In Region K1 it is likely that a significant concentration of salt remained in place while only 1 pore volume passed through the region. The forward injection left some solids from the brine on the core face while reverse injection flushed solids off. When forward injection resumed, the absence of these plugging solids increased permeability in Region K1.

Fig. 4b confirms short core test findings that OCS solutions of 0.2% were insufficient to protect Berea sandstone permeability. Fig. 4c shows that protection is provided by, a 0.6% solution of OCS.

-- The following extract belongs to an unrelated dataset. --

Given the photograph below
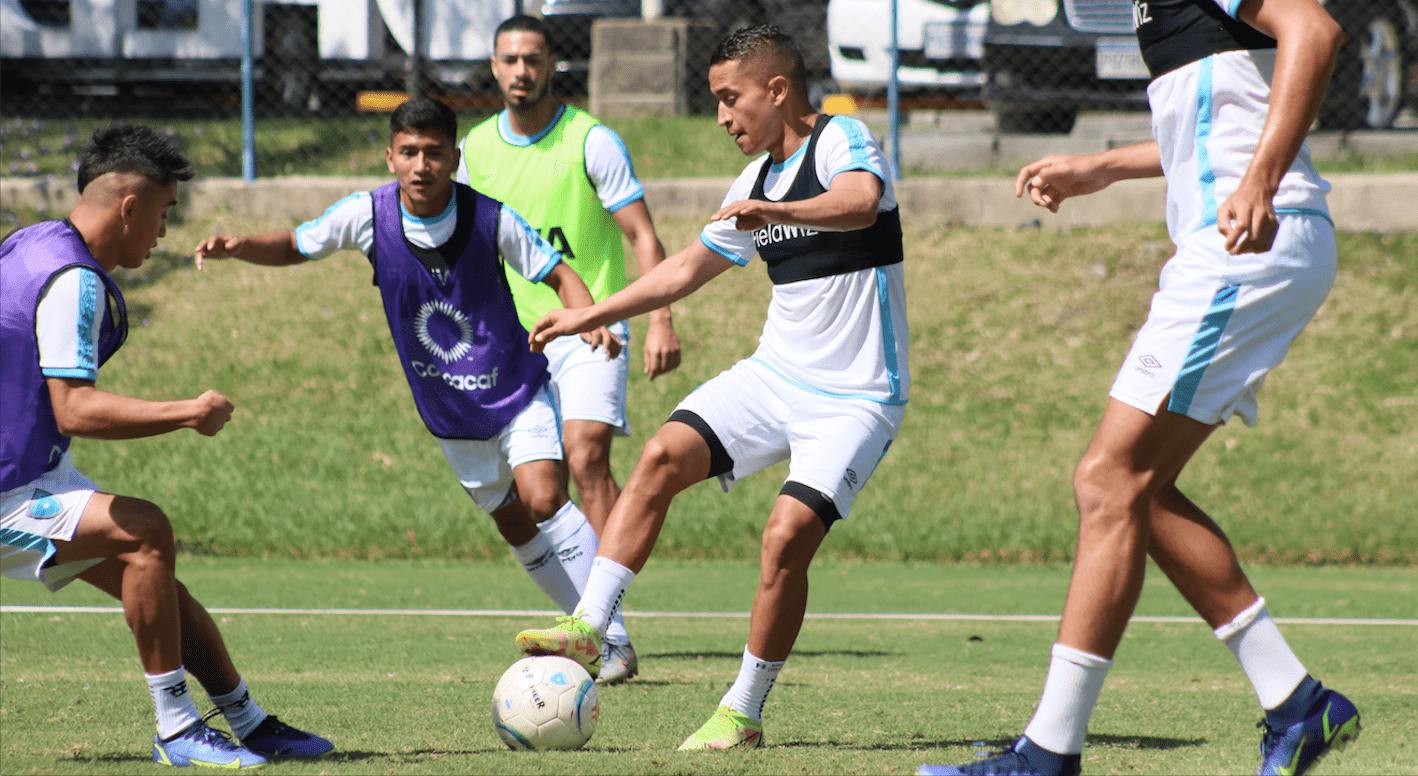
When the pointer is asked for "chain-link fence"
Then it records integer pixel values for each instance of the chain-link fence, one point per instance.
(1034, 64)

The long core tests validated results from the analogous short core tests, but provided more detail about the severity of damage within the core and the depth of damage protection that could be expected. A summary of the results from these tests is as follows:

  • Ohio sandstone core samples were moderately sensitive to water, while Berea sandstone was extremely sensitive. This variation makes the two core types well suited for judging effectiveness of clay stabilizers.

  • A 0.2% OCS solution, i.e., 2 gal/1,000 gal, provide adequate permeability protection in Ohio sandstone at brine salinity levels down to 0.5%.

  • OCS solutions of 0.6%, or 6 gal/1,000 gal, provide adequate protection to a depth of 15 cm in Berea sandstone, under the worst case conditions such as a formation brine at the formation critical salt concentration.

  • Composition of formation water plays a significant role in OCS function. Formations with relatively high salinity levels are less susceptible to damage than those containing relatively fresh brines.

  • Test results indicate that the required OCS concentration can vary. Laboratory tests should be performed to determine optimum OCS concentration.

REFERENCES

  1. Himes, R.E., and Vinson, E.F., "Environmentally Safe Salt Replacement for Fracturing," Paper No. SPE 23438, SPE Eastern Regional Meeting, Lexington, Ky., October 1991.

  2. Khilar, K.C., and Fogler, H.S., "The Existence of a Critical Salt Concentration for Particle Release," Journal of Colloid and Interface Science, Vol. 101, No. 1 September 1984, pp. 214 24.